In certain situations, specialized tests are needed. These depend on the findings at the time of the analysis and can often be performed on that specimen.
- Spun Specimen: Even if no sperm are seen on the test slide, the sperm count may still not be zero (there may be very low numbers of sperm in the ejaculate). This has very important implications as it may determine if the couple can conceive using advanced reproductive techniques. This must be assessed by spinning down the specimen so all of the sperm are concentrated in a pellet on the bottom of the tube and then examining the pellet beneath the microscope.
- Viability: Sperm may be alive, but not moving. A specialized staining technique is used to determine what percentage of the sperm are alive and is indicated when the motility (percent moving) is less that thirty percent.
- Fructose: In men with no sperm or very low numbers of sperm in the ejaculate, it is important to determine whether the sperm are not being produced at all, or whether they are being produced but are blocked from “getting into” the semen. A fructose test can help differentiate between these two problems.
- Post-Ejaculatory Urinalysis (PEU): Some men ejaculate all or part of the sperm backward into the bladder.
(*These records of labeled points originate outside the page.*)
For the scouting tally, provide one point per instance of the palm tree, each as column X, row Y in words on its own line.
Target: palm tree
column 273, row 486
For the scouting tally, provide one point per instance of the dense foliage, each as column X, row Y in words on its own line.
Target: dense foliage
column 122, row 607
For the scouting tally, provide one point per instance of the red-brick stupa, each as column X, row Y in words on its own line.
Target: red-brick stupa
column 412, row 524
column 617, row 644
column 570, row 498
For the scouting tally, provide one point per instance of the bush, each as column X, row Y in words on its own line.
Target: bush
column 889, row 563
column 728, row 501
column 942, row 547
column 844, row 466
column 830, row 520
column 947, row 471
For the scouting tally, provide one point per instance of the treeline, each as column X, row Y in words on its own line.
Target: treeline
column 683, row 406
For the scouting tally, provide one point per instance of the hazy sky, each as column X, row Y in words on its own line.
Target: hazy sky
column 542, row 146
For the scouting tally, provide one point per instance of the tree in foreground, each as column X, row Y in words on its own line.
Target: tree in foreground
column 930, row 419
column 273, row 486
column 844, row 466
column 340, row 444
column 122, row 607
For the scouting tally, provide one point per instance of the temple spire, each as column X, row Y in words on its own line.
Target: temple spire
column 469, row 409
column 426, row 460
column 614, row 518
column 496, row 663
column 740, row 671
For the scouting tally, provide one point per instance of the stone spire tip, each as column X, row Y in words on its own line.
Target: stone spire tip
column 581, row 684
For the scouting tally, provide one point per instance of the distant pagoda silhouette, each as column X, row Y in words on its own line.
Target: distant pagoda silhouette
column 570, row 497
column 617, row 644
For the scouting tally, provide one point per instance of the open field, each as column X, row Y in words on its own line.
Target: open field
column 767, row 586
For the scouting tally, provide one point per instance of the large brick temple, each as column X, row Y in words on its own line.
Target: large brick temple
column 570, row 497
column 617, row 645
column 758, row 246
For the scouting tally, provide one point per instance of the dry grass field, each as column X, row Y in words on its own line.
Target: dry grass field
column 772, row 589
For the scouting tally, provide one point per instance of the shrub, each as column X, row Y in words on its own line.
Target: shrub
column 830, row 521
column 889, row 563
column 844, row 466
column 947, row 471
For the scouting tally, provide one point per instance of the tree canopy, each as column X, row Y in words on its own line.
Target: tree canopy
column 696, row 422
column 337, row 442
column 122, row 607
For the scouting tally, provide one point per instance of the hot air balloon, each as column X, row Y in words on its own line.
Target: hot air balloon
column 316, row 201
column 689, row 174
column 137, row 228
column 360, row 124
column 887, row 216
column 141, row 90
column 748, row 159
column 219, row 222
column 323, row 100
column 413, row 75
This can be detected by having a man ejaculate and immediately afterward urinate into a separate cup. The post-ejaculatory urine is then centrifuged to see if any sperm are present.
- Expertise: Semen testing is a sophisticated and technical field. An improperly or incompletely performed semen analysis may miss significant problems. Unrecognized problems may unnecessarily delay a man’s treatment. Unlike many other lab tests, a semen analysis relies completely on the expertise of those performing it. Make sure the lab has sophisticated protocols and well-trained, specialized technicians.
- Timing:In order to get accurate results, the specimen must be processed within one hour of collection. If not, the measurement of the movement of the sperm may be extremely inaccurate. With any lab you use, make sure that the analysis is performed on site and not shipped elsewhere for evaluation.
- Thoroughness: As a semen analysis is being performed, certain findings may indicate the need for additional tests. Ideally, you should use a laboratory that has the capability to do complete initial testing as well as the flexibility to do the appropriate follow-up testing on the same specimen.
Comfort and Convenience: In order to maximize your results, it is important that you are as relaxed as possible. Ideally, the specimen should be collected at the laboratory itself in a comfortable room that is meant specifically for that purpose.
The purpose of all of this testing is to move ahead with a treatment that can improve your fertility or to discuss other ways to achieve results. More than 50% of men will have a treatable cause of male factor infertility. These factors include varicoceles (dilated veins in the scrotum), infections, hormonal abnormalities, abnormalities in the seminal fluid, ductal blockages, and difficulties with erections and ejaculation. When these conditions are treated, either through medication (hormones or antibiotics) or surgery (varicocelectomy, vasal reconstruction, repair of a blocked ejaculatory duct), a man will often see a significant improvement in his semen analysis.
Those men with poor semen analyses whose conditions are not treatable may still have the option of using advanced reproductive techniques to achieve a pregnancy. Even those men with no sperm in the ejaculate may be able to have some living sperm procured from them through other methods and achieve a pregnancy using advanced reproductive techniques. Those few men who produce absolutely no sperm at all will have this information so that they can explore other options.